PARIS (AFP) - Les chauffeurs de taxi ont entamé mercredi matin une nouvelle journée de manifestations pour protester contre la déréglementation prônée selon eux par la commission Attali, entraînant des difficultés de circulation dans de nombreuses villes.
Le porte-parole du gouvernement, Laurent Wauquiez, a affirmé à l'issue du conseil des ministres qu'il était "hors de question de faire subir une réforme" aux taxis, qui sont "légitimement inquiets".
A Paris, en milieu de journée, la circulation était bloquée Porte Maillot (XVIIe) et sur l'avenue de la Grande Armée, alors que les organisations professionnelles des taxis devaient être reçues à 16H00 à Matignon.
Des taxis venus de régions voisines de l'Ile-de-France se sont joints à la manifestation parisienne, mais selon la Fnat (Fédération nationale des artisans du taxi), des cortèges venant des aéroports de Roissy-CDG et Orly n'ont pu arriver jusqu'à la Porte Maillot.
Selon Aéroports de Paris, les accès aux deux aéroports étaient "fluides" mercredi à 12H30.

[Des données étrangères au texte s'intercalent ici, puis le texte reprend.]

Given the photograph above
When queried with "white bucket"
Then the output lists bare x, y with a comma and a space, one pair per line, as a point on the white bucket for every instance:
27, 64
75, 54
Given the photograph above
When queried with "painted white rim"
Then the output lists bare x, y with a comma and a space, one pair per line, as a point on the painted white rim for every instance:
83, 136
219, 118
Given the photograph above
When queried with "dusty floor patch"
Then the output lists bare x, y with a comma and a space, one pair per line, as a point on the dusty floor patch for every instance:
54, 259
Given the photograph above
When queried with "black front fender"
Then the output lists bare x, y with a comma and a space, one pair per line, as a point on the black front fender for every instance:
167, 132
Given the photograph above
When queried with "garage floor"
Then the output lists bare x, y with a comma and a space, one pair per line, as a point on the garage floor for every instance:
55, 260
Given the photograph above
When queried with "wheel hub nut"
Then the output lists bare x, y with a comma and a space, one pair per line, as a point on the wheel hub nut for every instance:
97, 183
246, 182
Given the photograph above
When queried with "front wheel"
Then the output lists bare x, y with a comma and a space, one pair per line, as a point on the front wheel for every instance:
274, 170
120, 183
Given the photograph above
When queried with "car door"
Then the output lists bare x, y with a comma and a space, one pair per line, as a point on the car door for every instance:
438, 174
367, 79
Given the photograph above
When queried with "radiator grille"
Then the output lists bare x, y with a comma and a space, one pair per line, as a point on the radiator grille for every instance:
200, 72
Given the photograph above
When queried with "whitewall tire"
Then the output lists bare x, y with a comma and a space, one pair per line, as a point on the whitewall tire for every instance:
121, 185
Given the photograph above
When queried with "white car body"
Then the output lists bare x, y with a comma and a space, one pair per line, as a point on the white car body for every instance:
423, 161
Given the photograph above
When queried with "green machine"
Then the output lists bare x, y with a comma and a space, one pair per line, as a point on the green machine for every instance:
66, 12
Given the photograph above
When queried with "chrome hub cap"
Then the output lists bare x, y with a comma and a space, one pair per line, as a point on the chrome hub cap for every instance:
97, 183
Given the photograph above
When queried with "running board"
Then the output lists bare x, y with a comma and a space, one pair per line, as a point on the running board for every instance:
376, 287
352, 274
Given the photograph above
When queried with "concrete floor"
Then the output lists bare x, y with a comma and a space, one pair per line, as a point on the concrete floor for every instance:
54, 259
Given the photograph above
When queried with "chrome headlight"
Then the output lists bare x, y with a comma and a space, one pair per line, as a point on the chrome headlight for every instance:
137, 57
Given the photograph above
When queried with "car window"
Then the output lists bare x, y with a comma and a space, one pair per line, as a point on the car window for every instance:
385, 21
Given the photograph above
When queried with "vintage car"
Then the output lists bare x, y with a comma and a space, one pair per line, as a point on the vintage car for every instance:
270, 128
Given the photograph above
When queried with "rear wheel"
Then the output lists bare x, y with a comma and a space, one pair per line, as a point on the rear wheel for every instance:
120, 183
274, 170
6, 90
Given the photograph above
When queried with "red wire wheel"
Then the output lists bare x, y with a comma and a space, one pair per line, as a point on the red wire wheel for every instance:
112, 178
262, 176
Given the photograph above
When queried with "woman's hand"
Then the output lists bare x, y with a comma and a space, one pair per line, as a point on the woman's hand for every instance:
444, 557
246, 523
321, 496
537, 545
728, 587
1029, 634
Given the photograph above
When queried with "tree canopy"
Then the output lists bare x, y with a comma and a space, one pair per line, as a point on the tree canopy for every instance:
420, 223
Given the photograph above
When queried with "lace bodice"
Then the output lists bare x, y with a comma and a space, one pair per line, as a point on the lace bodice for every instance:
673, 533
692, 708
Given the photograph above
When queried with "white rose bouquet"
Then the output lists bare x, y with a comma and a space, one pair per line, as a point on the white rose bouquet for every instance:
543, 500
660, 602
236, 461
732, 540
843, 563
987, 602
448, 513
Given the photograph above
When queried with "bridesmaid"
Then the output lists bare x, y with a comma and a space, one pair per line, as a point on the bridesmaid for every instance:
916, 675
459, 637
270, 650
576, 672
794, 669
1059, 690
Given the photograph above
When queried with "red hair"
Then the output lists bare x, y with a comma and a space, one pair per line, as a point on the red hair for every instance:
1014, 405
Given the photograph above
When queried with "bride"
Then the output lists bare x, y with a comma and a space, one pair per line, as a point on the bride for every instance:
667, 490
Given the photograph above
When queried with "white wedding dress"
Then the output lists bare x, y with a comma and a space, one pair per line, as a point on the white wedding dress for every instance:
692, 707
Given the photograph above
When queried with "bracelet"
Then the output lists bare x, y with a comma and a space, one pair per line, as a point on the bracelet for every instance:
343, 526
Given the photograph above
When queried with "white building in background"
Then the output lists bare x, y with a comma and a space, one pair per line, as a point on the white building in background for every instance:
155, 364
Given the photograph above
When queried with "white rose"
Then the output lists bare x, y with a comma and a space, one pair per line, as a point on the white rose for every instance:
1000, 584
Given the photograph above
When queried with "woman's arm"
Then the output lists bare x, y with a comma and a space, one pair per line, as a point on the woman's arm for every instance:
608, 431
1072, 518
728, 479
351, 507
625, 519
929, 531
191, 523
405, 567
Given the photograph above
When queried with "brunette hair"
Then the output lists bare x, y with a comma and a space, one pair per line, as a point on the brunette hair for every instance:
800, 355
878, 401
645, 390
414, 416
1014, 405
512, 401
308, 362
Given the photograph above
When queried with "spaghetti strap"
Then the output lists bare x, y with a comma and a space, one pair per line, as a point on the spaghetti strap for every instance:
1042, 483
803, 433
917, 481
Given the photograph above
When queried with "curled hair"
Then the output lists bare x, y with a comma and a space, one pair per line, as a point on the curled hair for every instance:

Une porte-parole de la Fnat a estimé à 5.000 le nombre de participants à la journée d'action à Paris. Plusieurs responsables ont estimé la participation supérieure à celle de la première journée d'action mercredi dernier.
Dans les Bouches-du-Rhône, les accès à la ville et à la gare TGV d'Aix-en-Provence étaient difficiles mercredi matin, a-t-on indiqué au Centre régional d'information et de coordination routières.
A Marseille, des rassemblements de taxis aux arrivées de l'A55 au niveau du tunnel du Vieux Port ainsi que de l'A7 porte d'Aix provoquaient des bouchons de 2 km chacun environ, et un autre rassemblement était organisé en ville.
On attend "qu'on nous dise qu'on enterre purement et simplement les dispositions du projet Attali", a déclaré Jean Gammicchia, président du syndicat des taxis marseillais. Ensuite, "on discutera pour moderniser et amender" la réglementation sur les taxis, a-t-il ajouté.
A Lyon, environ 300 taxis bloquaient l'entrée sud de la ville, sur l'autoroute A7, à hauteur de la Mulatière, a-t-on appris de sources syndicales et policières. Peu après 08h00, un bouchon de plus d'une quinzaine de kilomètres s'était formé dans le sens sud-nord en direction du tunnel de Fourvière, selon le Centre régional d'information routière.
Dans l'ouest, les chauffeurs de taxis bloquaient mercredi matin les accès à l'aéroport de Brest et au dépôt de carburant de la ville, a-t-on appris auprès des gendarmes. Les chauffeurs de taxis se sont dirigés peu après 07h00 vers le principal point d'entrée routier de Brest pour bloquer la circulation en provenance de Morlaix.
A Nantes, la circulation sur le périphérique était également difficile en raison d'une manifestation interrégionale de près de 600 chauffeurs de taxis, menant des opérations escargots et des barrages filtrants, a-t-on appris auprès de la police.
En Normandie, les accès à Rouen étaient rendus difficiles en raison d'opérations "escargot" des chauffeurs de taxis. A 08h00, un bouchon d'une dizaine de kilomètres était signalé à l'ouest de l'agglomération sur l'autoroute A 150.
Dans la région Lanquedoc-Roussillon, quelque 300 taxis ont entrepris vers 09h00 de bloquer l'autoroute A9, à quelques kilomètres de la frontière franco-espagnole du Perthus, a-t-on appris auprès de la gendarmerie.
Le cortège doit rejoindre le péage du Boulou, le dernier avant l'Espagne, pour le bloquer "dans les deux sens", selon les déclarations d'un responsable syndical régional.
Des rassemblements sont prévus dans huit métropoles régionales (Lille, Rouen, Nantes, Bordeaux, Toulouse, Nice, Marseille et Lyon).